STAR in twenty seconds
Situation: the context, in one or two sentences. Task: what you were responsible for. Action: what you actually did, step by step. Result: what happened, ideally with a number. It works because it forces evidence over opinion - instead of claiming you're organised, you prove it with a story.
Tip 1 - Choose stories with genuine stakes
A STAR answer is only as strong as the story inside it. Pick situations where something could realistically have gone wrong: a deadline at risk, a conflict, a failure you turned around. “Everything went smoothly” stories give the interviewer nothing to score.
Tip 2 - Spend 80% on Action and Result
The classic mistake is a two-minute scene-setting Situation followed by a rushed “…so I fixed it.” Invert it: two sentences of context, then the detail where the evidence lives - what you did, why you chose that approach, what it changed. The interviewer is hiring your actions, not your circumstances.
Tip 3 - Keep the “I” in teamwork
“We shipped the project” tells the interviewer nothing about you. Credit the team honestly, but be specific about your slice: “My part was renegotiating the timeline with the client while the team re-scoped the build.” If you can't name your individual contribution, choose a different story.
Tip 4 - Quantify the Result (then add the lesson)

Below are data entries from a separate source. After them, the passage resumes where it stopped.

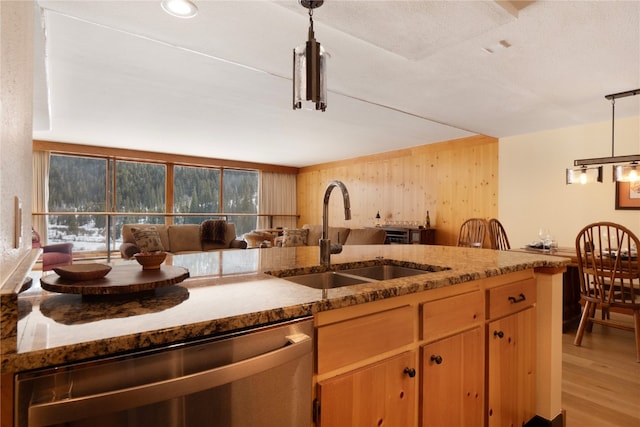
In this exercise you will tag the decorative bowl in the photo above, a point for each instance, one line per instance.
(150, 260)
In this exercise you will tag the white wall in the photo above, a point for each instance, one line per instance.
(16, 88)
(532, 189)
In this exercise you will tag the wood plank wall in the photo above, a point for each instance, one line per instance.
(453, 180)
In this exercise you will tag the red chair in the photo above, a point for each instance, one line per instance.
(52, 255)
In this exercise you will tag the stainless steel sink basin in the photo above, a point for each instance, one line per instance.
(353, 276)
(327, 280)
(384, 272)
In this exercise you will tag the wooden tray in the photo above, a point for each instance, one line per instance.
(123, 279)
(77, 272)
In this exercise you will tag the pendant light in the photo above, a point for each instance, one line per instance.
(590, 170)
(309, 68)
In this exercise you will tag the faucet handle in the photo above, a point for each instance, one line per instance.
(336, 248)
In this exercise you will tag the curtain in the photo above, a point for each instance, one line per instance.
(40, 195)
(277, 196)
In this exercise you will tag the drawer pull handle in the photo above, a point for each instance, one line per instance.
(410, 371)
(515, 300)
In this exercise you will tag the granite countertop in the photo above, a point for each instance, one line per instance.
(227, 291)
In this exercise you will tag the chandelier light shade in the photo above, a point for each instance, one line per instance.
(624, 171)
(180, 8)
(310, 68)
(584, 175)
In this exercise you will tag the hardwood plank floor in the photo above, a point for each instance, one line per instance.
(601, 378)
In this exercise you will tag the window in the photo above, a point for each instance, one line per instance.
(76, 185)
(195, 190)
(140, 188)
(115, 191)
(240, 195)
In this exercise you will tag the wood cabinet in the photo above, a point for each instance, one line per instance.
(381, 394)
(452, 367)
(456, 356)
(511, 348)
(453, 381)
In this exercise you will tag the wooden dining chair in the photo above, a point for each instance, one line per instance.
(472, 233)
(609, 271)
(498, 236)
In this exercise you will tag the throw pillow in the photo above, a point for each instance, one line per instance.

Numbers make results real: “cut waiting times by a third,” “raised £2,400,” “onboarded three new starters in a month.” No metric available? Use scale or consequence - “the client renewed for a second year.” Then close with one sentence on what you'd repeat or do differently; it turns a war story into evidence that you learn.
Tip 5 - Rehearse the stories, not a script
Memorised answers collapse the moment a question is worded differently. Instead, know your six to eight stories cold - the facts, your actions, the numbers - and practise assembling them aloud against varied questions. That flexibility is exactly what live practice with an AI copilot builds: unpredictable questions, instant model answers, repetition without a favour owed.
A worked example
“Tell me about a time you handled a tight deadline.”
S: “In my retail job last year, our store manager went off sick two days before a regional stock audit.” T: “As senior assistant, I had to get us audit-ready without authority over the rota.” A: “I broke the checklist into three zones, matched each to a colleague's usual section so nobody needed retraining, negotiated two shift swaps personally, and ran a 15-minute walkthrough each evening to catch gaps early.” R: “We passed with 96% - the store's best score that year - and the manager adopted the zone checklist permanently. It taught me that influence beats authority when you make the plan easy to say yes to.”